In the 1700s, coffee shipped from Batavia sold for 3 Guilders per kilogram in Amsterdam. Since annual incomes in Holland in the 1700s were between 200 to 400 Guilders, this was equivalent of several hundred dollars per kilogram today. By the end of the 18th century, the price had dropped to 0.6 Guilders per kilogram and coffee drinking spread from the elite to the general population.

The coffee trade was very profitable for the VOC, but less so for the Indonesian farmers who were forced to grow it by the colonial government. In theory, production of export crops was meant to provide cash for Javanese villagers to pay their taxes. This was in Dutch known as the Cultuurstelsel (Cultivation system), and it covered spices and a wide range of other tropical cash crops. Cultuur stelsel was initiated for coffee in the Preanger region of West Java. In practice however, the prices set for the cash crops by the government were too low and they diverted labor from rice production, causing great hardship for farmers.

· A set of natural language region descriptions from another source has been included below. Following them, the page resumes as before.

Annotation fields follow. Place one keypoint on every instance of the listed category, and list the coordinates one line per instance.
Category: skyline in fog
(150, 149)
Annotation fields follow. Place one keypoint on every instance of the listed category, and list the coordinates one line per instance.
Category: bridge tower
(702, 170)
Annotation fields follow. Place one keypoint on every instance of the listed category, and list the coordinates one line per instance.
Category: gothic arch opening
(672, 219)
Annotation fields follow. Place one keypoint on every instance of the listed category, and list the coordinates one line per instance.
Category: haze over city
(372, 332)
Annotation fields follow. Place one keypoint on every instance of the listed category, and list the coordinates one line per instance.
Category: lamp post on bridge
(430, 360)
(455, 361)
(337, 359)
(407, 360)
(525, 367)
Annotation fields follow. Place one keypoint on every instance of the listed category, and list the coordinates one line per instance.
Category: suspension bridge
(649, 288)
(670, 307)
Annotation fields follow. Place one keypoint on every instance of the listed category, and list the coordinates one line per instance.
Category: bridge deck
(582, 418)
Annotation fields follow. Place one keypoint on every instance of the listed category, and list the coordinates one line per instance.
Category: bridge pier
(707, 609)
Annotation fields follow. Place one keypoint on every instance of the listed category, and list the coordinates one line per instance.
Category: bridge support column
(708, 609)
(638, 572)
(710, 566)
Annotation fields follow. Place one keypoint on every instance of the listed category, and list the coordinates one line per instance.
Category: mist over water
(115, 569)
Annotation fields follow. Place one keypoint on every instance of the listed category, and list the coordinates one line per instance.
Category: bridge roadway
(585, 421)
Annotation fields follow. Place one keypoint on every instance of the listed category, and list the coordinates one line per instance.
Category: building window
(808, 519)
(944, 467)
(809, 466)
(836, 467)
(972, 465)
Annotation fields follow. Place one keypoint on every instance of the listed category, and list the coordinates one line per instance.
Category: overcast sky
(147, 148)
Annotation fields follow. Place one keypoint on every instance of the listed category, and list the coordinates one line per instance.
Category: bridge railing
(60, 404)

By mid of 1970s the VOC expanded Arabica coffee growing areas in Sumatra, Bali, Sulawesi and Timor. In Sulawesi the coffee was first planted in 1750. In North Suamatra highlands coffee was first grown near Toba Lake in 1888, followed by the Gayo highlands (Aceh) near Laut Tawar Lake in 1924.

In 1860, a Dutch colonial official, Eduard Douwes Dekker, wrote a book called “Max Havelaar and the Coffee Auctions of the Dutch Trading Company”, which exposed the oppression of villagers by corrupt and greedy officials. This book helped to change Dutch public opinion about the “Cultivation System” and colonialism in general. More recently, the name Max Havelaar was adopted by one of the first fair trade organizations.

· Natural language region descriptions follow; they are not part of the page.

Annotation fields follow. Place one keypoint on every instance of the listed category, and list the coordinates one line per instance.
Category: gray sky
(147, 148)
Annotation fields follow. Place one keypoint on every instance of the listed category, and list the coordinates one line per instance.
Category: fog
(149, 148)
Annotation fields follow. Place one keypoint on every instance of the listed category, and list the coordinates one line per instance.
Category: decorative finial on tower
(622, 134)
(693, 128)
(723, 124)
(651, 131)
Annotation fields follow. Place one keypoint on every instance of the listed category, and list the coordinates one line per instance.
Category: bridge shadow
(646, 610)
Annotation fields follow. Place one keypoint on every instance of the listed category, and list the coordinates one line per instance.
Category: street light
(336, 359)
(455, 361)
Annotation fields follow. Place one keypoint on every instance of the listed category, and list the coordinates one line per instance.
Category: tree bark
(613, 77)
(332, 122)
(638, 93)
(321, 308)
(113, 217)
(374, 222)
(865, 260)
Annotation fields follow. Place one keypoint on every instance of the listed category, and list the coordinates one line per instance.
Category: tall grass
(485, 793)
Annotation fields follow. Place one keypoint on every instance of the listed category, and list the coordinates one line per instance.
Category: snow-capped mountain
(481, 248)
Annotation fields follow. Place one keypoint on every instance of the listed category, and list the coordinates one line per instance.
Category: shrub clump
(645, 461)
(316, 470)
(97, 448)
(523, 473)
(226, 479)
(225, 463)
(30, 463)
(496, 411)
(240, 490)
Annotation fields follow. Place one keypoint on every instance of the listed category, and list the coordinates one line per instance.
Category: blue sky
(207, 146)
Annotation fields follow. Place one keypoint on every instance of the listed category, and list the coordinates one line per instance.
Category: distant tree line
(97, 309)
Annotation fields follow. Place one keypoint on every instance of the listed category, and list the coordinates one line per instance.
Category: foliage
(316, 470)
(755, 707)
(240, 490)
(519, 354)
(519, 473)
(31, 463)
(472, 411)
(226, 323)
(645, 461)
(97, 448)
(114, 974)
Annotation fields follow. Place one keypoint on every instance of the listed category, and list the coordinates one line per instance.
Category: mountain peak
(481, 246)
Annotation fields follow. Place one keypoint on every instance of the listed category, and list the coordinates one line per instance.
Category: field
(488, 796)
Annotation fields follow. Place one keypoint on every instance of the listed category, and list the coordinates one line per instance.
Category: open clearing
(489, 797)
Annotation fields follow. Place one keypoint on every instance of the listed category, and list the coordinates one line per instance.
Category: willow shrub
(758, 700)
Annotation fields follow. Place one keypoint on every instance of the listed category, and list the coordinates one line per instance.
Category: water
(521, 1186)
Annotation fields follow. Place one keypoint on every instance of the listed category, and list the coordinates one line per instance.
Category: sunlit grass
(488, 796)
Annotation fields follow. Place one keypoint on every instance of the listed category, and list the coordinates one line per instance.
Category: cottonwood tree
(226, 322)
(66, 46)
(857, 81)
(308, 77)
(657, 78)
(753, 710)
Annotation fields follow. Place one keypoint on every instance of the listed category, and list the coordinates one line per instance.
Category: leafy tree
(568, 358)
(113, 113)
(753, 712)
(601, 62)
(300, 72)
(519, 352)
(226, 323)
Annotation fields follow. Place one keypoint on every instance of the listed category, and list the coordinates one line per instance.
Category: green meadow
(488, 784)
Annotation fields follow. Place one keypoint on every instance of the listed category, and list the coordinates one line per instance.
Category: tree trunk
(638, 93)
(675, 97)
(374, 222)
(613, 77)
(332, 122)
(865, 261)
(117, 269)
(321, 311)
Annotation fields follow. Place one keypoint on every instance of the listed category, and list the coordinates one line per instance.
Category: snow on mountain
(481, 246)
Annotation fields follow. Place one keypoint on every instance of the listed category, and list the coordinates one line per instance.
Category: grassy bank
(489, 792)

In the late eighteen hundreds, Dutch colonialists established large coffee plantations on the Ijen Plateau in eastern Java. However, disaster struck in the 1876, when the coffee rust disease swept through Indonesia, wiping out most of Typica cultivar. Robusta coffee (C. canephor var. robusta) was introduced to East Java in 1900 as a substitute especially at lower altitudes, where the rust was particularly devastating.

In the 1920s, smallholders throughout Indonesia began to grow coffee as a cash crop. The plantations on Java were nationalized at independence and revitalized with new varieties of Coffea arabica in the 1950s. These varieties were also adopted by smallholders through the government and various development programs. Today, more than 90% of Indonesia’s Arabica coffee is grown by smallholders mainly in Northern Sumatra, on farms of one hectare or less in average. Annual Arabica production is about 75,000 tons and 90 % of which for export. Arabica coffee from the country mostly goes to specialty market segment.